While buying great stocks is crucial for success in the market, knowing when to sell them is equally important. Holding onto winners too long can quickly turn them into losers, and William O’Neil, the founder of Investor’s Business Daily and a renowned investor, has developed a set of 9 sell rules that have helped him secure significant profits.
These rules focus on identifying signs of weakness in a stock’s momentum, potential distribution by institutions, and divergences between price and volume, all of which can signal an impending decline. By understanding and applying these rules, you can improve your trading discipline and protect your hard-earned gains.
- Widening Weekly Price Spread: Analyze weekly charts and be wary if the current week’s price spread, from the absolute low to the absolute high, exceeds any previous weekly spread. This extreme price action might indicate an unsustainable move and a potential reversal.
- High Volume Breakdown of 50-Day Moving Average: A decisive break below the 50-day moving average on high volume often signifies a loss of institutional support. Consider selling if this occurs, especially after a prolonged uptrend.
- Largest Daily Price Run-Up: Beware of stocks experiencing their biggest price jump since the start of their uptrend. This explosive move, often accompanied by high volume, can be a sign of exhaustion and a potential peak before a reversal.
- Heaviest Daily Volume on a Reversal Day: The heaviest volume day since the uptrend’s beginning, especially if it coincides with a price reversal, can be a strong selling signal. It suggests institutional selling and a potential change in the stock’s direction.
- Distribution Days: Watch out for repeated days of high-volume selling, even if the price remains stable. This indicates institutional distribution and possible future downward pressure.
- Increasing Down Days: As a stock approaches its peak, the number of consecutive down days often increases relative to up days.
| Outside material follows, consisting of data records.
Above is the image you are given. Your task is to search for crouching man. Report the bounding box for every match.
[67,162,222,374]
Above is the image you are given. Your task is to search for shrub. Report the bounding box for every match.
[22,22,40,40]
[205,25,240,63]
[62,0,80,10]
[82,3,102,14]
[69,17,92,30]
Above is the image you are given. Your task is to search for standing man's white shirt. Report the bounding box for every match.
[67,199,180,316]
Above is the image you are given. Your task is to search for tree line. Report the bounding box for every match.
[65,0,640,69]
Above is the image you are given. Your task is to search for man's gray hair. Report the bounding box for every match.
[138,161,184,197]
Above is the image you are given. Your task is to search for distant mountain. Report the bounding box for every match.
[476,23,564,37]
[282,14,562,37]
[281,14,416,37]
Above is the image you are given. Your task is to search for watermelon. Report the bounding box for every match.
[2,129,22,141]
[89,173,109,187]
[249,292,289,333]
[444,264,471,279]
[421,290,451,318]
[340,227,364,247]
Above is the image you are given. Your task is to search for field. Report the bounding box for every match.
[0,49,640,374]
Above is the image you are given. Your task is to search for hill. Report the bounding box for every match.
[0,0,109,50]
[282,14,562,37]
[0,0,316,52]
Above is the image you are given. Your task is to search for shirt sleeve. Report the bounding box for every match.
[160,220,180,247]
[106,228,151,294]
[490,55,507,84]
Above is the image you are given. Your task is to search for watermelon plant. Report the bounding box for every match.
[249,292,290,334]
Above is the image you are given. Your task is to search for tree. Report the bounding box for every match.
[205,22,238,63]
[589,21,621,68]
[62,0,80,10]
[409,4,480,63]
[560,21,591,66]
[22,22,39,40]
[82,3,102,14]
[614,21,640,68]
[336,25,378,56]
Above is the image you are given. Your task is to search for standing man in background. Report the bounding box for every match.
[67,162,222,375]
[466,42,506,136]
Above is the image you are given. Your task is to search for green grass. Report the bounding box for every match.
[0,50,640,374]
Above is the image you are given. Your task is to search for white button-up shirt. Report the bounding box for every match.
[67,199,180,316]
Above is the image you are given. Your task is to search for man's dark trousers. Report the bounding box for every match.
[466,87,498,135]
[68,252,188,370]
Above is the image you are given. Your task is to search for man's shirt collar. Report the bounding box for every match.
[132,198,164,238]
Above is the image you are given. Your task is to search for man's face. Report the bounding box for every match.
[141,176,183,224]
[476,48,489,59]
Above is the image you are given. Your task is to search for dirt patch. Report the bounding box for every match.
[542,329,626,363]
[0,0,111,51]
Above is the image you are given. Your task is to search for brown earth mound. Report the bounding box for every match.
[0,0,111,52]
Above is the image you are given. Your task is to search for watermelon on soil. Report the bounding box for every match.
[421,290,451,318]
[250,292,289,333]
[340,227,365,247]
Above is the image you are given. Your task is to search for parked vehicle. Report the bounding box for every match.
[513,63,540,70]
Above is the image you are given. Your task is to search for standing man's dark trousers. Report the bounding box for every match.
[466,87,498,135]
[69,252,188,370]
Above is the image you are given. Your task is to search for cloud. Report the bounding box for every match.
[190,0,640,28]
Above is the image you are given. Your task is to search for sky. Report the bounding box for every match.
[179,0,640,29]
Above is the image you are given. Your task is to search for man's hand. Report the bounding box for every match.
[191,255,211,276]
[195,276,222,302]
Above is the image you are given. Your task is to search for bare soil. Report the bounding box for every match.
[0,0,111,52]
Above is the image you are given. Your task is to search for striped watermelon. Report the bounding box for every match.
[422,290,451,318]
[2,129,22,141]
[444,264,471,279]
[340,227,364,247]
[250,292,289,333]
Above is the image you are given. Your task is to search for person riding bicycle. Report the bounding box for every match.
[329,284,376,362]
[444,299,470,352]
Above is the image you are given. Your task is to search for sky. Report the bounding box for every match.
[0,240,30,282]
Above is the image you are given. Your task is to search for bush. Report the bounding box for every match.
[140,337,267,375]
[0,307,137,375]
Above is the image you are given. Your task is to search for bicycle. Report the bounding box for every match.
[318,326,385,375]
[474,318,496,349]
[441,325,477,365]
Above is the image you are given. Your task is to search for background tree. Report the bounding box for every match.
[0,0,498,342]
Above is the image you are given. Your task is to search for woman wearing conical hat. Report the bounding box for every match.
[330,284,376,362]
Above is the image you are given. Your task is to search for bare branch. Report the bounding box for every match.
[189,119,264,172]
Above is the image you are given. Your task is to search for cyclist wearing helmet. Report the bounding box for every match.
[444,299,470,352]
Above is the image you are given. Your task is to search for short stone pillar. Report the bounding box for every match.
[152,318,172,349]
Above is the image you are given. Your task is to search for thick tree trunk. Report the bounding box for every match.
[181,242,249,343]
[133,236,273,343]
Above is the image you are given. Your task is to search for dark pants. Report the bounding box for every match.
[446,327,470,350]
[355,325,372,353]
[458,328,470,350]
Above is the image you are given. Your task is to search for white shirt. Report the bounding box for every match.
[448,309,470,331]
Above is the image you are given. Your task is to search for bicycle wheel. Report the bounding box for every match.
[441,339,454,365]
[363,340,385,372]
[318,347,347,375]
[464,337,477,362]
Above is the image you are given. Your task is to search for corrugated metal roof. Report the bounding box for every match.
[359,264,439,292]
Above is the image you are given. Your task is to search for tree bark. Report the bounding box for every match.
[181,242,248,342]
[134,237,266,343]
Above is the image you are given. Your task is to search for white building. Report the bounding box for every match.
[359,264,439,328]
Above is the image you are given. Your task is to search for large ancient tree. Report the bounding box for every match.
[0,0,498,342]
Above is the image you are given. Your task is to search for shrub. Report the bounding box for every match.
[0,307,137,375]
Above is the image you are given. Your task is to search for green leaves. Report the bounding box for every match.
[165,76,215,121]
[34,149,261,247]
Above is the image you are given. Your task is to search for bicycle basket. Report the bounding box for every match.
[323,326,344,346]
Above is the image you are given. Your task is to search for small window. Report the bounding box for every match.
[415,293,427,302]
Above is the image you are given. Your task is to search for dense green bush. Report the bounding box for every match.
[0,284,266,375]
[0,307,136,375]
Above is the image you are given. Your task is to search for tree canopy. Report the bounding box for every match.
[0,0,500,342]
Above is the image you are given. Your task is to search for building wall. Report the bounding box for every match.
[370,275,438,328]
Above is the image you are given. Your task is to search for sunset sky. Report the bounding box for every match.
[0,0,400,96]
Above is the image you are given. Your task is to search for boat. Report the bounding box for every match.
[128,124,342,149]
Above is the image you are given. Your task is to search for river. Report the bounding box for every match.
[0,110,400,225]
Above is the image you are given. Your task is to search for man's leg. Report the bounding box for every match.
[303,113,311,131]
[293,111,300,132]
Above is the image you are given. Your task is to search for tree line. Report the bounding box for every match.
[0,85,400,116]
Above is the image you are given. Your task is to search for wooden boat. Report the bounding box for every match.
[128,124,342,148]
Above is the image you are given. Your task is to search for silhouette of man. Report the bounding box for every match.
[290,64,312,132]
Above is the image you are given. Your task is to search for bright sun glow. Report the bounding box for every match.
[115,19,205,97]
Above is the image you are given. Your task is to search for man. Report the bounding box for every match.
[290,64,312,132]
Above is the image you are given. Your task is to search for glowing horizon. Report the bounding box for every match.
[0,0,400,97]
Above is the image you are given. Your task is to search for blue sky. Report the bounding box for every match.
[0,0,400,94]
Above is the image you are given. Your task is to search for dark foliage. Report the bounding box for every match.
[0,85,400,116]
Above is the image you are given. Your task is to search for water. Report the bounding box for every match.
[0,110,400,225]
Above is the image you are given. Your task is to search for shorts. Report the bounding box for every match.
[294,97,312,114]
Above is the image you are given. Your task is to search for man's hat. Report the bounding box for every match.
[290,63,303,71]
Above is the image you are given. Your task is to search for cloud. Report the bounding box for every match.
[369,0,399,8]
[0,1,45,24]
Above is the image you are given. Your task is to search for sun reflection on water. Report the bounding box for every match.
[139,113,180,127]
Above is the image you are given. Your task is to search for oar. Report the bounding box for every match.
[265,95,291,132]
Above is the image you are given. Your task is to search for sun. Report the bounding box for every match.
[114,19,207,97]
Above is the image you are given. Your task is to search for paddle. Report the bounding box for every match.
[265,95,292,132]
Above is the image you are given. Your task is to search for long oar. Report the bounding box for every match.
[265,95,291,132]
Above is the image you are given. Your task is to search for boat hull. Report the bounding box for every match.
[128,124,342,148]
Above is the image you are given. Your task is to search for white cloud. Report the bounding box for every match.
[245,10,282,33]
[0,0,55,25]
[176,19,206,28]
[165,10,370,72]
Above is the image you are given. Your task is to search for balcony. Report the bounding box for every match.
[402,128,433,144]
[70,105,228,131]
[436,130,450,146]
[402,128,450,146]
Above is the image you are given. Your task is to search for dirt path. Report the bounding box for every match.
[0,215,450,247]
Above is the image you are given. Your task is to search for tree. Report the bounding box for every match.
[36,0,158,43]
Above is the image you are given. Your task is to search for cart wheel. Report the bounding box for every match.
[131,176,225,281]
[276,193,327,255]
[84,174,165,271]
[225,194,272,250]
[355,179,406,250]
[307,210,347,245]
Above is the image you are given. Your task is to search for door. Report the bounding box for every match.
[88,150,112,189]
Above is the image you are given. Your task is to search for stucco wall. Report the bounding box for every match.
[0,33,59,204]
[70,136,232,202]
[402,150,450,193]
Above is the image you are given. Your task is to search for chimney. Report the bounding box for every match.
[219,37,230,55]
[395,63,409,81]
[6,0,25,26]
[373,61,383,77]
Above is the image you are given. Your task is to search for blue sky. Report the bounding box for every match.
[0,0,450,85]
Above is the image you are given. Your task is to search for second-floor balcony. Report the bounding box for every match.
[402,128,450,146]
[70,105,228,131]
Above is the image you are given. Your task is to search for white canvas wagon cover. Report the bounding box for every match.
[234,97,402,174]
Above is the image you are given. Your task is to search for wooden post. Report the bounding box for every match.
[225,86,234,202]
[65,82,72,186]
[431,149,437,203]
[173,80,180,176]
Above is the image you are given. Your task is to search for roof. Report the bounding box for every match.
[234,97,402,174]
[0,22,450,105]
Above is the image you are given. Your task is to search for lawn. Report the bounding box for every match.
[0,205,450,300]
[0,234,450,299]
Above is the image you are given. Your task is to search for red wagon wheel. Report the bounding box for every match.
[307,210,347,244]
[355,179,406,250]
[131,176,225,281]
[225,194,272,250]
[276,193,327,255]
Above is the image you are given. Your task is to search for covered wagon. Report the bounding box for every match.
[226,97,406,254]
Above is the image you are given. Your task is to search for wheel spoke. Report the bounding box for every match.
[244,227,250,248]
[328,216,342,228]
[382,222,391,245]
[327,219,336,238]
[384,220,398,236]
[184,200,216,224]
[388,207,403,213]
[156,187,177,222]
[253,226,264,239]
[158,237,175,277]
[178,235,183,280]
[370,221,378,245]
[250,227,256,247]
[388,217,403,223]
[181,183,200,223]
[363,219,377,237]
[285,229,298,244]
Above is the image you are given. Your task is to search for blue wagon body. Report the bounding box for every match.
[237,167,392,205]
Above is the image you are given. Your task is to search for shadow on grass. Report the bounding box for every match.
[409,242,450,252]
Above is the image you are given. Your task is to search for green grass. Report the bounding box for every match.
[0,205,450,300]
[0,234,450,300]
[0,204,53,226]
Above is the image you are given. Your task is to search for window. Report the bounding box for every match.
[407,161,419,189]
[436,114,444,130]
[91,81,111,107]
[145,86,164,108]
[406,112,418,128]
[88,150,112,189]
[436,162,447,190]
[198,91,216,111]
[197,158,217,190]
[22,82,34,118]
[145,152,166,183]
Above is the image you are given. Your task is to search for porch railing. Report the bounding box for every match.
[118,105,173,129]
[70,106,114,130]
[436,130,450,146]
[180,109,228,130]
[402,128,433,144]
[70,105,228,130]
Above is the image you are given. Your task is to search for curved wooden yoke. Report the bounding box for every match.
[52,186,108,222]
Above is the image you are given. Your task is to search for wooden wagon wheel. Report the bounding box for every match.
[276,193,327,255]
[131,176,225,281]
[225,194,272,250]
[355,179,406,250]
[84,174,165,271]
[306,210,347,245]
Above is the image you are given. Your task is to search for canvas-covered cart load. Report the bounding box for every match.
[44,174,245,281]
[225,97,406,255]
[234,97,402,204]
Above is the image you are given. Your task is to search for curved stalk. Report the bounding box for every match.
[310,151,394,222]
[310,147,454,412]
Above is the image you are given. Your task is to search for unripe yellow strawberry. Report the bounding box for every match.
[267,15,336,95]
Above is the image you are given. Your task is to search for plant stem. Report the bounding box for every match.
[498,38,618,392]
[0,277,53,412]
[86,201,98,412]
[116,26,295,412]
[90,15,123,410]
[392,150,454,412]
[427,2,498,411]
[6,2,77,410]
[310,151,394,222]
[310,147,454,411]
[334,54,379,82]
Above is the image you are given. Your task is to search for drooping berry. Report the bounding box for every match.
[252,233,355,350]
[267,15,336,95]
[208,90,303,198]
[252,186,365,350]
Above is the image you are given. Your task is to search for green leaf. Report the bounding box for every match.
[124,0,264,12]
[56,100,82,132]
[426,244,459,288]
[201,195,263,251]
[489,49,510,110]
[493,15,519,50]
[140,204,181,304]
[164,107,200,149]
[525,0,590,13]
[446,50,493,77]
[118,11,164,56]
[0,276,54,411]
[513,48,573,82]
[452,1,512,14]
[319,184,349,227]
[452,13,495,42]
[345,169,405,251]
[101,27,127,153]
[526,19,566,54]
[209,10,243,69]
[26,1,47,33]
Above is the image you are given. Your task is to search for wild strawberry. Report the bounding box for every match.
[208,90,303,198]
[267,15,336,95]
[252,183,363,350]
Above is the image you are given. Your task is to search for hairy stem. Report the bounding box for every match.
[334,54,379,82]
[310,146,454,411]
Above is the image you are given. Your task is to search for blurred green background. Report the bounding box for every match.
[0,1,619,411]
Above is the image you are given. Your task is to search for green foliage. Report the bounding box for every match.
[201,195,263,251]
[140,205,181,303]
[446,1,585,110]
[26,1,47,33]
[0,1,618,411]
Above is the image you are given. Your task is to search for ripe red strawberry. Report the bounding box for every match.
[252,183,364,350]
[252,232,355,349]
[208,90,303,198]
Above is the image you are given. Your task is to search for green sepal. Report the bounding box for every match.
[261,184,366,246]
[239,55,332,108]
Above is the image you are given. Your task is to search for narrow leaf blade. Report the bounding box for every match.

Observe this shift in the price pattern and consider selling if it becomes pronounced.
- New Highs on Low Volume: New highs accompanied by declining volume suggest waning institutional interest. This lack of enthusiasm can foreshadow a reversal, making it a potential selling opportunity.
- Biggest One-Day Price Drop: After a significant advance, a stock’s largest one-day decline since the uptrend’s start can be a bearish signal, especially if confirmed by other sell rules.
- Falling Below the 10-Week Moving Average: After a prolonged uptrend, a stock closing below its 10-week moving average can indicate a loss of momentum and potential weakness. Consider selling if this occurs, especially if accompanied by other bearish signals.
Disclaimer: This blog has been written exclusively for educational purposes. The securities mentioned are only examples and not recommendations. The information is based on various secondary sources on the internet and is subject to change. Please consult with a financial expert before making investment decisions.